Pedido de atenção dos vereadores antes da votação
A intenção do Poder Executivo é ver as leis complementares aprovadas até o final deste ano, para que passem a valer a partir de 2024. Contudo, alguns cidadãos estão preocupados com a celeridade do andamento desse processo. “Minha proposição é para que os vereadores olhem com muita atenção essa alteração”, disse o coronel da Reserva da Brigada Militar, Leodimar Aldo Mantovani.
Ele está apreensivo com a ideia de permitir edifícios nas vias conectoras. Em sua avaliação, algumas questões precisam ser cuidadosamente revistas, uma vez que podem impactar negativamente na tranquilidade dos moradores, com geração de insegurança e poluição sonora, entre outros pontos. “Minha proposição é para que os vereadores olhem com muita atenção essa alteração para as vias conectoras, por que vai trazer vários prejuízos. Depois de erguido um prédio de 10 andares, vai ficar lá por mais de 100 anos incomodando, criando problemas”, disse o militar da reserva. Ele alertou ainda para o potencial decréscimo no valor dos imóveis vizinhos, afirmando que é notoriamente difícil vender uma casa próxima a um edifício em bairro.
Já Marcelo Cardona, empresário e presidente do Complad, contribuiu com uma perspectiva sobre o desenvolvimento urbanístico. Ele compartilhou sua visão de que a lógica da cidade, que historicamente foi horizontalizada, precisava ser invertida. Segundo ele, essa prática construtiva levou a um bairro Centro vazio, limitado a “caixas” ao longo da rua Ramiro Barcelos, principalmente devido à inviabilidade econômica de construir grandes prédios (verticais) nessa área. Em contrapartida, os bairros, mais viáveis, passaram a ser verticalizados.

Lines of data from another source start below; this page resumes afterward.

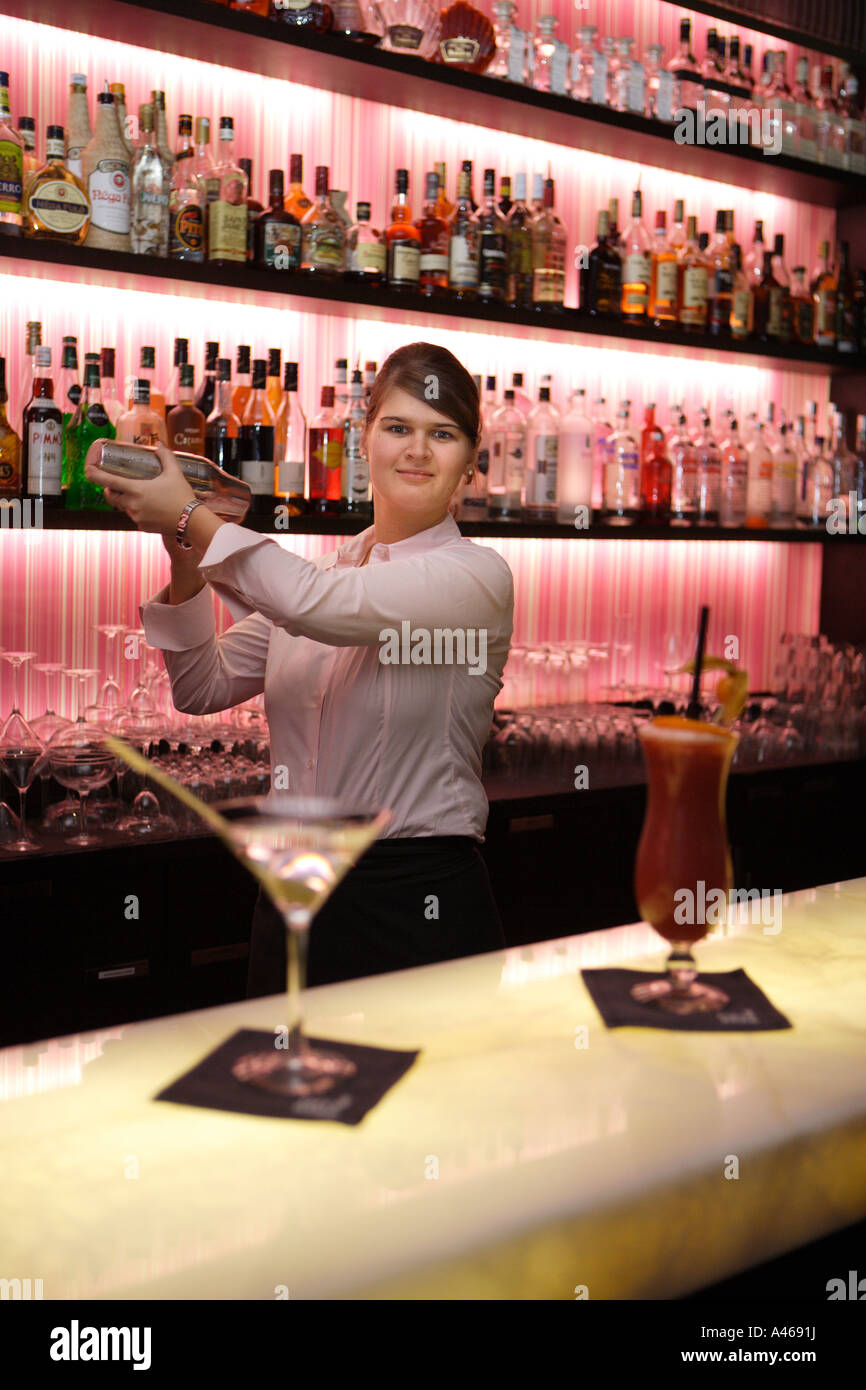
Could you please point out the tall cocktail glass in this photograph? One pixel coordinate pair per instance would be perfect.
(683, 869)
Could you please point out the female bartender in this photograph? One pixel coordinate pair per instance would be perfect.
(345, 720)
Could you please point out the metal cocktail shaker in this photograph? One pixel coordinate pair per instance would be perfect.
(227, 496)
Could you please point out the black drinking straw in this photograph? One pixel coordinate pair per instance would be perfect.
(694, 705)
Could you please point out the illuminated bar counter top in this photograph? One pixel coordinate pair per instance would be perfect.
(509, 1162)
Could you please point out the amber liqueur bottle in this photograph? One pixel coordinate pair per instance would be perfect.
(601, 278)
(467, 39)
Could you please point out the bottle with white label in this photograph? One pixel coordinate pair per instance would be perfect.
(576, 460)
(42, 435)
(355, 488)
(257, 442)
(622, 473)
(542, 459)
(104, 166)
(78, 123)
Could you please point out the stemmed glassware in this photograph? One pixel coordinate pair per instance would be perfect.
(21, 752)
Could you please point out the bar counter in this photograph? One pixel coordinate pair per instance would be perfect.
(509, 1162)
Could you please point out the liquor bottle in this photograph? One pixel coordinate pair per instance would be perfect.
(366, 252)
(656, 473)
(42, 435)
(173, 385)
(467, 41)
(708, 474)
(91, 421)
(141, 423)
(243, 382)
(720, 284)
(783, 489)
(10, 446)
(492, 248)
(692, 281)
(253, 209)
(56, 207)
(325, 453)
(78, 124)
(663, 307)
(188, 199)
(207, 391)
(114, 407)
(150, 186)
(802, 309)
(683, 474)
(637, 266)
(104, 166)
(548, 256)
(434, 232)
(576, 460)
(227, 211)
(519, 249)
(742, 299)
(622, 494)
(296, 200)
(508, 462)
(463, 243)
(688, 85)
(291, 446)
(783, 280)
(542, 458)
(355, 481)
(323, 232)
(303, 14)
(156, 399)
(185, 423)
(759, 489)
(402, 239)
(752, 263)
(274, 388)
(223, 427)
(845, 317)
(257, 444)
(824, 296)
(275, 232)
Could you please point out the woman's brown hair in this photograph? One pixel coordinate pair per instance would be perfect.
(434, 375)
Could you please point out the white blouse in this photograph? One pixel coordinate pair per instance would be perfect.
(310, 634)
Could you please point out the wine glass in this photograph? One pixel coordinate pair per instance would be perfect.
(300, 847)
(21, 754)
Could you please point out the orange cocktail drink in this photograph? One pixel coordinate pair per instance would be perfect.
(683, 869)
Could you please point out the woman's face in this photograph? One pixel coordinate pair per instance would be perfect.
(417, 455)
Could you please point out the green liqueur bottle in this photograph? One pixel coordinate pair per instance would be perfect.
(89, 423)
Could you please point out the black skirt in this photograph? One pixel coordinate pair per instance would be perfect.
(406, 902)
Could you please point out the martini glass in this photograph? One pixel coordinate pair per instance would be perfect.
(300, 848)
(21, 752)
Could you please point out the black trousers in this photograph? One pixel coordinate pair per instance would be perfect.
(406, 902)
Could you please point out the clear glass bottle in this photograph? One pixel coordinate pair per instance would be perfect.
(323, 232)
(637, 266)
(227, 211)
(57, 207)
(622, 496)
(291, 445)
(508, 462)
(91, 421)
(223, 426)
(759, 488)
(366, 252)
(150, 185)
(708, 474)
(542, 459)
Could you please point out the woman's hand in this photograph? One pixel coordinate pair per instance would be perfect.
(153, 503)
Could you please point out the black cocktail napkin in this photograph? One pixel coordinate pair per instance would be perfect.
(749, 1009)
(211, 1084)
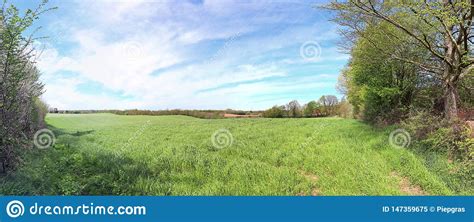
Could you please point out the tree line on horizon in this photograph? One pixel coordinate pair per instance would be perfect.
(326, 105)
(412, 64)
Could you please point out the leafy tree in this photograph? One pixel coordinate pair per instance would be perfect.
(329, 104)
(19, 80)
(310, 108)
(294, 109)
(274, 112)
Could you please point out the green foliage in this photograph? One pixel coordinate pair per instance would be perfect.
(310, 108)
(381, 89)
(20, 113)
(434, 136)
(101, 154)
(275, 112)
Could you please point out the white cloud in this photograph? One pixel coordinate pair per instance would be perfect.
(121, 44)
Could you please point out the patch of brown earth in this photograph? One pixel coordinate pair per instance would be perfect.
(406, 187)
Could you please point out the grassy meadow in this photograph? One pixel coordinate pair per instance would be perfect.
(102, 154)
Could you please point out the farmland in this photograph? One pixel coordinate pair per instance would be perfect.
(105, 154)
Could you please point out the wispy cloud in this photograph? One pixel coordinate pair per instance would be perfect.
(196, 54)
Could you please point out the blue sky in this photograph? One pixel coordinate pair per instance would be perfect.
(199, 54)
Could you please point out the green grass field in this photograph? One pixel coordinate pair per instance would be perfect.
(174, 155)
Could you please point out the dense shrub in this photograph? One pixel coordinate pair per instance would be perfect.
(434, 135)
(21, 112)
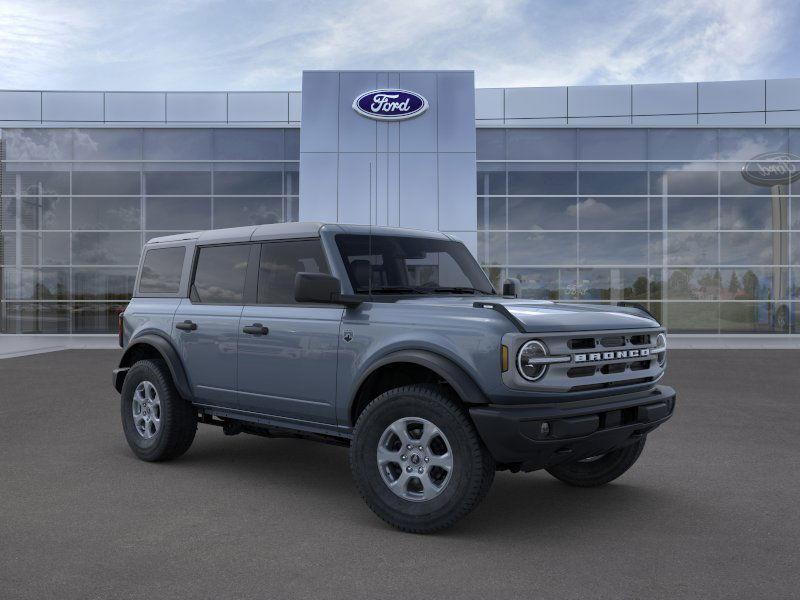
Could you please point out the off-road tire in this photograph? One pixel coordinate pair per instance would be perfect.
(473, 466)
(178, 418)
(602, 470)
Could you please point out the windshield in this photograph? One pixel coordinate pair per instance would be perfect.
(384, 264)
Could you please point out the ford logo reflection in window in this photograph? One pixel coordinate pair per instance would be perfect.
(390, 105)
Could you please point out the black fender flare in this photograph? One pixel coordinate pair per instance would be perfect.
(461, 382)
(167, 351)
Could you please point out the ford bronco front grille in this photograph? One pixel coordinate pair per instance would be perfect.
(595, 361)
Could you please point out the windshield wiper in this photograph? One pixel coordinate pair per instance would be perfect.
(391, 289)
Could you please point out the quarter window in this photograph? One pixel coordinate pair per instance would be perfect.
(220, 274)
(280, 262)
(161, 271)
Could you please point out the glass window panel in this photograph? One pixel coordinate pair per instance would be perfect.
(490, 144)
(547, 284)
(106, 213)
(281, 262)
(541, 144)
(292, 211)
(178, 144)
(692, 213)
(248, 182)
(692, 248)
(36, 317)
(523, 181)
(491, 179)
(542, 213)
(613, 182)
(542, 248)
(492, 213)
(38, 144)
(220, 273)
(613, 249)
(492, 248)
(291, 142)
(612, 144)
(682, 144)
(177, 214)
(35, 183)
(44, 212)
(732, 182)
(683, 183)
(36, 284)
(177, 182)
(235, 212)
(656, 213)
(747, 317)
(692, 317)
(103, 248)
(118, 183)
(754, 213)
(749, 248)
(94, 317)
(107, 144)
(745, 144)
(104, 284)
(46, 248)
(693, 284)
(248, 144)
(291, 179)
(612, 213)
(754, 283)
(613, 284)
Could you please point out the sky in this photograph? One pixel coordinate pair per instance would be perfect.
(260, 45)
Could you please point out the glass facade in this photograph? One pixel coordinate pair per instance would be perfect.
(663, 217)
(78, 204)
(659, 216)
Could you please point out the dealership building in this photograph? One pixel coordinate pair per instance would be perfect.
(679, 196)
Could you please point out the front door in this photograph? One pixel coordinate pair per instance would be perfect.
(288, 351)
(206, 325)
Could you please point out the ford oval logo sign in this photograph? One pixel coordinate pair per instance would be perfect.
(390, 105)
(772, 168)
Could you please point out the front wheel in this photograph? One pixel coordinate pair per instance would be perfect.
(601, 469)
(418, 461)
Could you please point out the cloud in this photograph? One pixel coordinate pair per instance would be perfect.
(182, 44)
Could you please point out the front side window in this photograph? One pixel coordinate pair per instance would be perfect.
(220, 274)
(161, 271)
(382, 264)
(281, 262)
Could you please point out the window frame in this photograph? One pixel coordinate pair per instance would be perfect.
(327, 263)
(247, 291)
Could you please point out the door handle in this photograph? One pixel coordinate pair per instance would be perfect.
(186, 326)
(255, 329)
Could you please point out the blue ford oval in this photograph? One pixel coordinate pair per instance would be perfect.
(390, 105)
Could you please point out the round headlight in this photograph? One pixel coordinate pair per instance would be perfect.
(527, 364)
(661, 348)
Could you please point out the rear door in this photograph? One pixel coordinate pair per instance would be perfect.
(207, 323)
(288, 351)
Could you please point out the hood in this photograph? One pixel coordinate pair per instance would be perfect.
(543, 316)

A solução proposta é adensar o Centro e modificar essa lógica, passando a verticalizá-lo.
Quanto à periferia, Cardona alertou que, se não houver alteração em relação à construção nas zonas estruturais, a verticalização seguirá priorizando as vias conectoras, justamente por serem ligação as áreas residenciais. Ele enfatizou a importância de limitar as zonas estruturais para evitar uma verticalização excessiva em locais inadequados.
O corretor de imóveis Joel Kerber defendeu a tendência de verticalização, mas propôs que haja planejamento por quadras, evitando a desproporcionalidade. Ele argumentou que permitir a construção de um único prédio de 15 andares em uma quadra, por exemplo, poderia criar uma paisagem desequilibrada. Kerber sugeriu uma abordagem mais equitativa, planejando áreas de forma que diferentes regiões possam desfrutar do crescimento vertical de maneira equilibrada.
Opiniões diferentes
A discussão sobre a verticalização em determinadas áreas da cidade gera opiniões divergentes. Para Sabrina Krug, síndica profissional, a instalação de novos prédios é vista como algo positivo. Ela destaca que os condomínios situados nos bairros não representam um problema, ao contrário, oferecem aumento na segurança, por exemplo.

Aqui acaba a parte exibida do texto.